The Substance Abuse and Mental Health Services Administration (SAMHSA) has a toolkit for seniors – “Promoting Emotional Health and Preventing Suicide: A Toolkit for Senior Living Communities”. This toolkit contains information on screening for depression and substance abuse in the elderly, identifying warning signs for suicide and depression, action steps for promoting emotional health and well-being and postvention planning for supporting families who have lost a loved one to suicide.

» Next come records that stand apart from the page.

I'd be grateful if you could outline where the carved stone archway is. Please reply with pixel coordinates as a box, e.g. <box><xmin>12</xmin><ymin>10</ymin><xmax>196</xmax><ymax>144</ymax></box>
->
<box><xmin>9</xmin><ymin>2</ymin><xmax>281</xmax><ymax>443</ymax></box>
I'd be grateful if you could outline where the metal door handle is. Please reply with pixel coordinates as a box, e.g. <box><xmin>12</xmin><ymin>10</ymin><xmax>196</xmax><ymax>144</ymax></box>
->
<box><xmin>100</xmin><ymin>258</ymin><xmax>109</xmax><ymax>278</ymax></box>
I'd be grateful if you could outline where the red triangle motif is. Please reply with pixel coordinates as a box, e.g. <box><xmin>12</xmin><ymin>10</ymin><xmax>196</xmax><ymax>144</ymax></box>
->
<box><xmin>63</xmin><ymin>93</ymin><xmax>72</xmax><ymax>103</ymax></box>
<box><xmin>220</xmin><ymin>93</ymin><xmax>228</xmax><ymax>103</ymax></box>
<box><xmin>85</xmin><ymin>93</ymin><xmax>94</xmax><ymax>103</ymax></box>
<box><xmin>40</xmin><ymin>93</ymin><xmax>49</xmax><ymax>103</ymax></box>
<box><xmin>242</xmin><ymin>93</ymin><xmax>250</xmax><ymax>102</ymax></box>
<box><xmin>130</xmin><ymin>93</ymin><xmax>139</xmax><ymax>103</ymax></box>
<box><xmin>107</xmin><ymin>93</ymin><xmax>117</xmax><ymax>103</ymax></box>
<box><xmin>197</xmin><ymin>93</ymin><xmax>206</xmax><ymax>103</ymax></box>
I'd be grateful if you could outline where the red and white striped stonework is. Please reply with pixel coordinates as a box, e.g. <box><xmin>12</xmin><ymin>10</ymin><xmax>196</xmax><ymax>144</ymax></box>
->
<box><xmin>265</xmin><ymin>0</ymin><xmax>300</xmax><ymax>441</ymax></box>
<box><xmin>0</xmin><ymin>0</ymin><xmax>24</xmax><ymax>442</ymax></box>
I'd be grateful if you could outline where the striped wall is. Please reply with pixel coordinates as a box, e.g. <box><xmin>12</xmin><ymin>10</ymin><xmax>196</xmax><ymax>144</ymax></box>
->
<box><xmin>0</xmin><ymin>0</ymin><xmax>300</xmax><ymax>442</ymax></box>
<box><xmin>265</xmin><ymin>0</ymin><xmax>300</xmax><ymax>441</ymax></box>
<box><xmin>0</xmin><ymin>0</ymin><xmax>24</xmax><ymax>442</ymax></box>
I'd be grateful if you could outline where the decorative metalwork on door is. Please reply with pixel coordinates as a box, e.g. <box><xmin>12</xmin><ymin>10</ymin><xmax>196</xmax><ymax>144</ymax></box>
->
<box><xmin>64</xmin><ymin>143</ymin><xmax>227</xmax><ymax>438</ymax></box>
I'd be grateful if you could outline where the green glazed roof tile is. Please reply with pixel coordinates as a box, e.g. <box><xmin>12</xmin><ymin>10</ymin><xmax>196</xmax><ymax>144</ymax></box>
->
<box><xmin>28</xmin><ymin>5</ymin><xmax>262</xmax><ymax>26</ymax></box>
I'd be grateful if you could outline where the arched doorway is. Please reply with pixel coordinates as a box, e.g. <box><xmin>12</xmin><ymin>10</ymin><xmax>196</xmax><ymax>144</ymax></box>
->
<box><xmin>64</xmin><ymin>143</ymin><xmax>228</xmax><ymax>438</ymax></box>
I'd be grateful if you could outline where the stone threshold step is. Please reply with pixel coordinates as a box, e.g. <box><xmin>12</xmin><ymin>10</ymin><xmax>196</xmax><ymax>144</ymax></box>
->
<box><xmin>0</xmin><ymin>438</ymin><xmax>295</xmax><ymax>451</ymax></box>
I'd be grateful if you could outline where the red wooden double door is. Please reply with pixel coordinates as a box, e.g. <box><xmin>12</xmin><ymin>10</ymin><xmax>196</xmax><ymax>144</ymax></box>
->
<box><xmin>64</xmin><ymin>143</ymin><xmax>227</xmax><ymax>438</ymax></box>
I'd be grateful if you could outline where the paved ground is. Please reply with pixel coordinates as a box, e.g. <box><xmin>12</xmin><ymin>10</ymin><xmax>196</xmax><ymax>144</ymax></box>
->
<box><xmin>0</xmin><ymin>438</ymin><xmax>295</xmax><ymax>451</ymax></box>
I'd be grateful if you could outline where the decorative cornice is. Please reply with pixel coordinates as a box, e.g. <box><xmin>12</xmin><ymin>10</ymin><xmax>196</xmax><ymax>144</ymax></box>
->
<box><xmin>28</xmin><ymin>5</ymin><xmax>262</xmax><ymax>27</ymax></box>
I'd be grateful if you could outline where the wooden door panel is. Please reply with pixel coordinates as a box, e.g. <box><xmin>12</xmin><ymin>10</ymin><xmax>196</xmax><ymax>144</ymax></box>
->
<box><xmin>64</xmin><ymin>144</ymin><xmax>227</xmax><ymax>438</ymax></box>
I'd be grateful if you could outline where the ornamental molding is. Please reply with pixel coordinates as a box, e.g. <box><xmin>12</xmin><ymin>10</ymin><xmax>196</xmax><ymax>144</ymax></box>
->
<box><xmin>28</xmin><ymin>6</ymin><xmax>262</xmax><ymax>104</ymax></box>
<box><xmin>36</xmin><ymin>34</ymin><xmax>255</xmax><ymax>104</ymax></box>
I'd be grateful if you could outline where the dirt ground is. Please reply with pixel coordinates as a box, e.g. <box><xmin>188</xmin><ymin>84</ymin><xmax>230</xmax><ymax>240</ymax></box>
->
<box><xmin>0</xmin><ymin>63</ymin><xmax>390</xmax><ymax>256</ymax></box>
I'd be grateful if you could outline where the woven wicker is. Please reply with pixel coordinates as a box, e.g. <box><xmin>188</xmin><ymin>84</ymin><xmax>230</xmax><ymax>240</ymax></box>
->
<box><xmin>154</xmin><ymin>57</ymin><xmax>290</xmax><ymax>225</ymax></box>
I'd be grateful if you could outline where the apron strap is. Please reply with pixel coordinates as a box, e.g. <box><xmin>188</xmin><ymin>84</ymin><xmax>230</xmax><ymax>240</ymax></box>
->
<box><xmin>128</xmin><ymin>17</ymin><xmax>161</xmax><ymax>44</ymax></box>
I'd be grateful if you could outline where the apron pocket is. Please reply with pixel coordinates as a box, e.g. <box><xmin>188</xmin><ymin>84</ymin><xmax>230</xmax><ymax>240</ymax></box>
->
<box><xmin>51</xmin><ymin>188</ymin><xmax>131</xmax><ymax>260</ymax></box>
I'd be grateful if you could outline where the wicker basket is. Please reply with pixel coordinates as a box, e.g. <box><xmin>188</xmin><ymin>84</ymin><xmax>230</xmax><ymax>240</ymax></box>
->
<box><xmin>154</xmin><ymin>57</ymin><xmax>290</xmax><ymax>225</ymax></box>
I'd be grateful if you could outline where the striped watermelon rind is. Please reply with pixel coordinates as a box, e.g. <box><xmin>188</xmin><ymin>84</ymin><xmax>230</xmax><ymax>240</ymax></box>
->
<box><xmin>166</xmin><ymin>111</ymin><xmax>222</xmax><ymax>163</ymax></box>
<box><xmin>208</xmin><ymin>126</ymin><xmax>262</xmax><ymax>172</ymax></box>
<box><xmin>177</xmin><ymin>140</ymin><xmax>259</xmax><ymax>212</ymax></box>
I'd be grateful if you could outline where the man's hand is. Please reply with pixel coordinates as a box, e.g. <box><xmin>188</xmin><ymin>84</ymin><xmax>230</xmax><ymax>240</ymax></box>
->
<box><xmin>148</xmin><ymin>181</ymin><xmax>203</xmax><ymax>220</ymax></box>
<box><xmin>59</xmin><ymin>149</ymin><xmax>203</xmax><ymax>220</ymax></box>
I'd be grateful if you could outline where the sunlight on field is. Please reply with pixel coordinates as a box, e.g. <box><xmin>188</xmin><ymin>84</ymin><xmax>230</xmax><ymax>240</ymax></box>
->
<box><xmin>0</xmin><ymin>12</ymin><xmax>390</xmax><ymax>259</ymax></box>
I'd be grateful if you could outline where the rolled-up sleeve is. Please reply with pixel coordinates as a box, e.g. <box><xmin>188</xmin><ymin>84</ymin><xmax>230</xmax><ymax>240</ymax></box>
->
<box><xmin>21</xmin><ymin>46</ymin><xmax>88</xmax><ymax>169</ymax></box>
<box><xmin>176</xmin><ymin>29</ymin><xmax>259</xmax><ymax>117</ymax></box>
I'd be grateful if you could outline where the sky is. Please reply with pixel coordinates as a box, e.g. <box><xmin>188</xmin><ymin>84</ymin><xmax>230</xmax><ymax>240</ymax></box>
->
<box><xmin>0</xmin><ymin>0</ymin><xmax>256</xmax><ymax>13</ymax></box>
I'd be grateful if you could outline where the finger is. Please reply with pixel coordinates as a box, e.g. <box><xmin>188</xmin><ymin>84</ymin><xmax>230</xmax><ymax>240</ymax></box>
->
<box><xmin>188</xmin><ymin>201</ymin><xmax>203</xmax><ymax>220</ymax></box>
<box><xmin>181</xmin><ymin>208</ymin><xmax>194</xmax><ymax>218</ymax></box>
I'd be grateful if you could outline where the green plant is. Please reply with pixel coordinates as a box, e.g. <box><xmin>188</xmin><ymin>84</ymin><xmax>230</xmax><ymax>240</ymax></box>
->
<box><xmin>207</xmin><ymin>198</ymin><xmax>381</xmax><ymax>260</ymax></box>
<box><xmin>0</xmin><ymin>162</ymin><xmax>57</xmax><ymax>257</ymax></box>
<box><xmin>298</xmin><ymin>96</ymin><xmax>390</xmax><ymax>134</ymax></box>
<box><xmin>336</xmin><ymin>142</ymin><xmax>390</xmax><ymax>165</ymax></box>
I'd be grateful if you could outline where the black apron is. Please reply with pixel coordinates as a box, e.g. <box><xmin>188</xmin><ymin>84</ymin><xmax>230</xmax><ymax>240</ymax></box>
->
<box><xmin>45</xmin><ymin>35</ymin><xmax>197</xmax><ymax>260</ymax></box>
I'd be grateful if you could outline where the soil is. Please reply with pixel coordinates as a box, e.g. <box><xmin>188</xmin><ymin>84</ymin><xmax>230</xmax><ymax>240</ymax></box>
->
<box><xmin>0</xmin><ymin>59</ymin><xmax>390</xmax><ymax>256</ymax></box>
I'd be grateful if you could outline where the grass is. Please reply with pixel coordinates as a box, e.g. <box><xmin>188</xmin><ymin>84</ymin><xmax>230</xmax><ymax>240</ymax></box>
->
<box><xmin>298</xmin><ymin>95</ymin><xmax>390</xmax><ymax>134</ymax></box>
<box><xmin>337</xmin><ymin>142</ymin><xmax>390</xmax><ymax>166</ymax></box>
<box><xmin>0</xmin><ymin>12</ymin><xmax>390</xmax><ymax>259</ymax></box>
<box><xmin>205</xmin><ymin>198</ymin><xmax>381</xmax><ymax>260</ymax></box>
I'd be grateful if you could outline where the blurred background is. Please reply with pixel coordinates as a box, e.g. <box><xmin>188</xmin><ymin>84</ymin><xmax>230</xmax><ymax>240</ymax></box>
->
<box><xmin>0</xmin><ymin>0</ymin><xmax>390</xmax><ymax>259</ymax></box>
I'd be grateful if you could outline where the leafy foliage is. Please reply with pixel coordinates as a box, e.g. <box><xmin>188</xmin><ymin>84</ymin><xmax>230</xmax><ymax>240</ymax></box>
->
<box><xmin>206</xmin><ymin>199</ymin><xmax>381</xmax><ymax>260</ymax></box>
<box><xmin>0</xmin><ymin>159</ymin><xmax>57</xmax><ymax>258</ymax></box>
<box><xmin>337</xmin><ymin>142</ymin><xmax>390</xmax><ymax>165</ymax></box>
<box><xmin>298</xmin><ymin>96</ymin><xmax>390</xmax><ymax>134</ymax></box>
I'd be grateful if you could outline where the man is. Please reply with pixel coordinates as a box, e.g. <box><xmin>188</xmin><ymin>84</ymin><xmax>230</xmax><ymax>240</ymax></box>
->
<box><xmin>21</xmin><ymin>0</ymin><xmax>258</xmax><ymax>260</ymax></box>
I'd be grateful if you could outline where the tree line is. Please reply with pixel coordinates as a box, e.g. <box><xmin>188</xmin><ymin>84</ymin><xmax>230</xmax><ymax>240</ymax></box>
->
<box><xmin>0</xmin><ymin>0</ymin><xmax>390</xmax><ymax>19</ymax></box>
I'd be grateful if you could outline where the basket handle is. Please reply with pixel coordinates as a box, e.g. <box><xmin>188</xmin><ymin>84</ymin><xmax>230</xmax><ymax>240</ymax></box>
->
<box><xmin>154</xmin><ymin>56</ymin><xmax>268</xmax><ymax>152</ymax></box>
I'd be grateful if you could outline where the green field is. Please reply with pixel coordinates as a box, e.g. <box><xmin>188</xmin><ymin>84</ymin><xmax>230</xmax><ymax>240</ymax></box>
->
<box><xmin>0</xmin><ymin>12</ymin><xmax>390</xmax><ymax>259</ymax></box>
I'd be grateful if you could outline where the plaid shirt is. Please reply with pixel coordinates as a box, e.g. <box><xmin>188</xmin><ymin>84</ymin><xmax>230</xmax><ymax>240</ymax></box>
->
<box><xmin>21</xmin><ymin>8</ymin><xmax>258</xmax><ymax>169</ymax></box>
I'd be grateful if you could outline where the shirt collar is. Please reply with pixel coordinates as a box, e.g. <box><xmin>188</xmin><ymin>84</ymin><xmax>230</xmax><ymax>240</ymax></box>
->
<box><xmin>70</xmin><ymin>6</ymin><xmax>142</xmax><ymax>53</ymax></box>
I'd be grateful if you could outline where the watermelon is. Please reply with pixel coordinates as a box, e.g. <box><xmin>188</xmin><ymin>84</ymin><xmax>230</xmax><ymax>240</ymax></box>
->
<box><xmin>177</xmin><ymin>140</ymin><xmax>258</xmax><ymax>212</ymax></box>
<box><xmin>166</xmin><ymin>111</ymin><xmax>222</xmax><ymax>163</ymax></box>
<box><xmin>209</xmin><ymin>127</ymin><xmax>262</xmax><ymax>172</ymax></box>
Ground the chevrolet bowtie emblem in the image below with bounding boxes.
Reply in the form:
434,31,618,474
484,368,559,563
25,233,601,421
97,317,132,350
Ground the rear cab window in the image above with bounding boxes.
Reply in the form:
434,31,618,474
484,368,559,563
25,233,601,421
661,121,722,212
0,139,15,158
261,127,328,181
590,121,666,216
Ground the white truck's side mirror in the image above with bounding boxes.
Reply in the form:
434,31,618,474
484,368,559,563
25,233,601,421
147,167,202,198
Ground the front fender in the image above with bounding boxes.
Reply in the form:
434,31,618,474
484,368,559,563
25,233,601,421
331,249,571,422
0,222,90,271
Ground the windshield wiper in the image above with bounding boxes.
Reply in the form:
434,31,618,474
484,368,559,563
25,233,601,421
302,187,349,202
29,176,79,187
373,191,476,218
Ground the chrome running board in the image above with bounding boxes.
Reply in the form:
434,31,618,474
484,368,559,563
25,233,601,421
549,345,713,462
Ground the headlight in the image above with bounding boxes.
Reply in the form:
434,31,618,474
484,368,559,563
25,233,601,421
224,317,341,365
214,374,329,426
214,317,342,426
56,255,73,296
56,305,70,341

Older Adults: Depression and Suicide Facts
This fact sheet from the National Institute of Mental Health contains a brief overview of the statistics on depression and suicide in older adults, with information on depression treatments and suicide prevention.
Suicide Awareness Voices of Education (SAVE) has a brief that looks at the myths tied to elderly depression, the warning signs and risk factors for suicide and depression, and how to respond to an elderly person who is depressed or suicidal.
Populations and Settings- Older Adults
The Suicide Prevention Resource Center (SPRC) maintains a detailed bibliography of clinical studies, evaluations and research with links to articles on a wide variety of topics focusing on the elderly, depression and suicide.
Elderly Suicide Fact Sheet
This fact sheet from American Association of Suicidology (AAS) outlines the statistics related to the prevalence of suicide in the elderly, gender differences in rates, and means used by the elderly in completing suicide.